We started by returning to interview farmers from whom early collections of seed had been made by NS/S staff. From August 1997 to 1999, trips were made to interview Navajo, Mt. Pima, Tarahumara and Tohono O’odham farmers and elders. We asked each farmer what types of crops they grew, how each was grown, how they located their fields and knew when to plant, how they chose which seeds to save for planting and how they were stored from year to year, and how each crop was used, including cooking techniques and recipes.

As originally intended, the CMB would have been primarily an in-house resource, accessed via our computers. But information gleaned from conversations before, during and after the interview process suggested an alternative application: the information we were gathering was of most importance to the communities with whom we were talking! That is, it was more critical that Native American farmers and youths learn about their own agricultural traditions than it was that NS/S document them. Thus was born the idea of refocusing the goals of the CMB project in such a way as to ensure that the information we were collecting would go back to the communities that would benefit most from that same information.

Agricultural Traditions of the Diné CD-ROM
As a model, we designed a computer program on Navajo agriculture that would be used exclusively in schools on the reservation to introduce students to the rich heritage associated with Navajo agricultural traditions. The CD would integrate artwork by young Diné artists, audio recordings with Navajo elders, graphics, images, interviews and bilingual text to demonstrate what crops have been traditionally utilized by the Navajo and how they were planted, harvested, and cooked.

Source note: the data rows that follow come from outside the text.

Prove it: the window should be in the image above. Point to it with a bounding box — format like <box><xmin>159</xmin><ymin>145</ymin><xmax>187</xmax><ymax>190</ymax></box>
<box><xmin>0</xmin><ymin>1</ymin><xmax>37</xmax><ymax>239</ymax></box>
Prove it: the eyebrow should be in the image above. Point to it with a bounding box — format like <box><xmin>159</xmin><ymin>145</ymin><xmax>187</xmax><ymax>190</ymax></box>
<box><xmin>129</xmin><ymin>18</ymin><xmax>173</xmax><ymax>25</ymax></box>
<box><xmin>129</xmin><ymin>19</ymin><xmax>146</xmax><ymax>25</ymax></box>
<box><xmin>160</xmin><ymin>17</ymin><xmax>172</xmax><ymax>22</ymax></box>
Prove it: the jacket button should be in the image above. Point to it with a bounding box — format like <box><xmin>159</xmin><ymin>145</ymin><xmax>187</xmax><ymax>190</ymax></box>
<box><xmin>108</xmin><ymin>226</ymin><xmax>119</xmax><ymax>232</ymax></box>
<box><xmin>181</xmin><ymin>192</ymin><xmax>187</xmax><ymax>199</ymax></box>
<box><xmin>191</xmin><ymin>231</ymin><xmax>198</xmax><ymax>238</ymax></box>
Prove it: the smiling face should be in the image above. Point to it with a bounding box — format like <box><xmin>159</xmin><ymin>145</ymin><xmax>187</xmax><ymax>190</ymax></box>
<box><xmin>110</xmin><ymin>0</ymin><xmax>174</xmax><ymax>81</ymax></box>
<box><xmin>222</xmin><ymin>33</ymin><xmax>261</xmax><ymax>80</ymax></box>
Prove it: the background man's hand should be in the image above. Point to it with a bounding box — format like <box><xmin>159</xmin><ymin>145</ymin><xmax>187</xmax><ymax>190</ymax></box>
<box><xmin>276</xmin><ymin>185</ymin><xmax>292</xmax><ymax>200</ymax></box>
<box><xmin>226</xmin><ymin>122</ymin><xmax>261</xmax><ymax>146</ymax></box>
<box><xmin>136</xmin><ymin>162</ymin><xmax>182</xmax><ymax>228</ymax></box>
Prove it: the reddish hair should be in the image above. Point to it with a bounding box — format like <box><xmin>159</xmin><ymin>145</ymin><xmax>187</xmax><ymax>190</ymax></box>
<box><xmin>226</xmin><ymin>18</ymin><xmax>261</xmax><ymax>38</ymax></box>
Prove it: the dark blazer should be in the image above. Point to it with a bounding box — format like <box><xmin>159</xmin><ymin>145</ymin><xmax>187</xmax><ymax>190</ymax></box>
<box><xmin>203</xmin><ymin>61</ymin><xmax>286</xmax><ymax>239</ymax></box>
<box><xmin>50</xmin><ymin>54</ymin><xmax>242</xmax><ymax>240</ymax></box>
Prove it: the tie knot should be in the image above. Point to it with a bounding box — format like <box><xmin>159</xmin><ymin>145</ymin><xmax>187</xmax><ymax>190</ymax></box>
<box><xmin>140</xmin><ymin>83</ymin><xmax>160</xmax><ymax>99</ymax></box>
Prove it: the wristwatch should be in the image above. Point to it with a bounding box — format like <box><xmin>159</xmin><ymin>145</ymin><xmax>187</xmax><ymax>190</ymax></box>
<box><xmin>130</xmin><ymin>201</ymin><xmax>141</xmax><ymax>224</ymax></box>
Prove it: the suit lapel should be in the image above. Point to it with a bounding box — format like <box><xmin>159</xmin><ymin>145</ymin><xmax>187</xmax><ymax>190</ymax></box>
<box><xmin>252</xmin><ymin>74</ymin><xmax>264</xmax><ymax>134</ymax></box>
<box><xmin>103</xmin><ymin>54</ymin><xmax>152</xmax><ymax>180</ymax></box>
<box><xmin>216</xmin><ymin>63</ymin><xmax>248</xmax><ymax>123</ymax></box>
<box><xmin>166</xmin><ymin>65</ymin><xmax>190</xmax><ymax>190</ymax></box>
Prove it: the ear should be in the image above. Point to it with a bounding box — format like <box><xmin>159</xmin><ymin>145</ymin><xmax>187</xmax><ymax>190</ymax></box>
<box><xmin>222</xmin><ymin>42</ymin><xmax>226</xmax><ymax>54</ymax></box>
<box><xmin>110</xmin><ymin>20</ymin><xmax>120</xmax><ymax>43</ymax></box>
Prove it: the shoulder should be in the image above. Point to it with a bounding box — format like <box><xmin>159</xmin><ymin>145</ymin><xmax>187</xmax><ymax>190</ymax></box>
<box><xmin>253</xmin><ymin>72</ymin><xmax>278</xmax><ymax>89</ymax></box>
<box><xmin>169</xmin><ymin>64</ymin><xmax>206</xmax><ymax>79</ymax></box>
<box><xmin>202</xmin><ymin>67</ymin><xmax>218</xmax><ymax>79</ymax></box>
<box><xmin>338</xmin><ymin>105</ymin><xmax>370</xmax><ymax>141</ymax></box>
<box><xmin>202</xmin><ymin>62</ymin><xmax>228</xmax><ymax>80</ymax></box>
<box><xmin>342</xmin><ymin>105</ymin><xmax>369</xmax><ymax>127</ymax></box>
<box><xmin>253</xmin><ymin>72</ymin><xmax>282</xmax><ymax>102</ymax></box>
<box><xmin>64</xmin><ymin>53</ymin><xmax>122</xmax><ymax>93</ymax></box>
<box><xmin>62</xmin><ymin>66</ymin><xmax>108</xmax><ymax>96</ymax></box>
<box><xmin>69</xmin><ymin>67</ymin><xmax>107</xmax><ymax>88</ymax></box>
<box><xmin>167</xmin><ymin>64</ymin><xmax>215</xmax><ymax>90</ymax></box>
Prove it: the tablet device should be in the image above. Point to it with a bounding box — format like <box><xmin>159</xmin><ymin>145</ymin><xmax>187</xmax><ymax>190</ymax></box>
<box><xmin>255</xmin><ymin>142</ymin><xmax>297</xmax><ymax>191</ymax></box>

In 2003, the Agricultural Traditions of the Diné CD-ROM was completed. The CD was presented at the 15th Annual Navajo Studies Conference held in October, 2003 at Fort Lewis College in Durango, Colorado. An ideal venue for sharing the CMB project and making it available to educators, the conference promotes studies of Navajo language, culture, history and all aspects of Navajo life, fosters involvement of youth and elders in Navajo studies, encourages collaborative research among and between Navajo and non-Navajo, and encourages the preservation and perpetuation of information about Navajo life.

Copies of the CD-ROM are available at no charge only to schools and libraries serving Navajo youth. For more information or to obtain a copy of the CD, contact us at 520-881-4804 or conservationatnativeseeds [dot] org.

Future Applications
Though it made sense to focus initial efforts on ensuring critical information regarding care and use of traditional crop resources was in the hands of those to whom it matters on an every day basis, it remains important to NS/S’s stewardship capabilities to incorporate relevant cultural information into our own database and management strategies. Thus, we come full circle. The next steps in our CMB project are those originally envisioned – developing database capabilities for the photographs, audio recordings, cultural information, recipes, songs, etc. that are associated with specific crops in the NS/S collection. Through no effort of NS/S’s, many projects to record traditional knowledge and cultural information important to the long-term survival of language, cuisine, agriculture, songs and traditions have been initiated and/or completed since we began in earnest with the CMB. We applaud those efforts and encourage additional ones.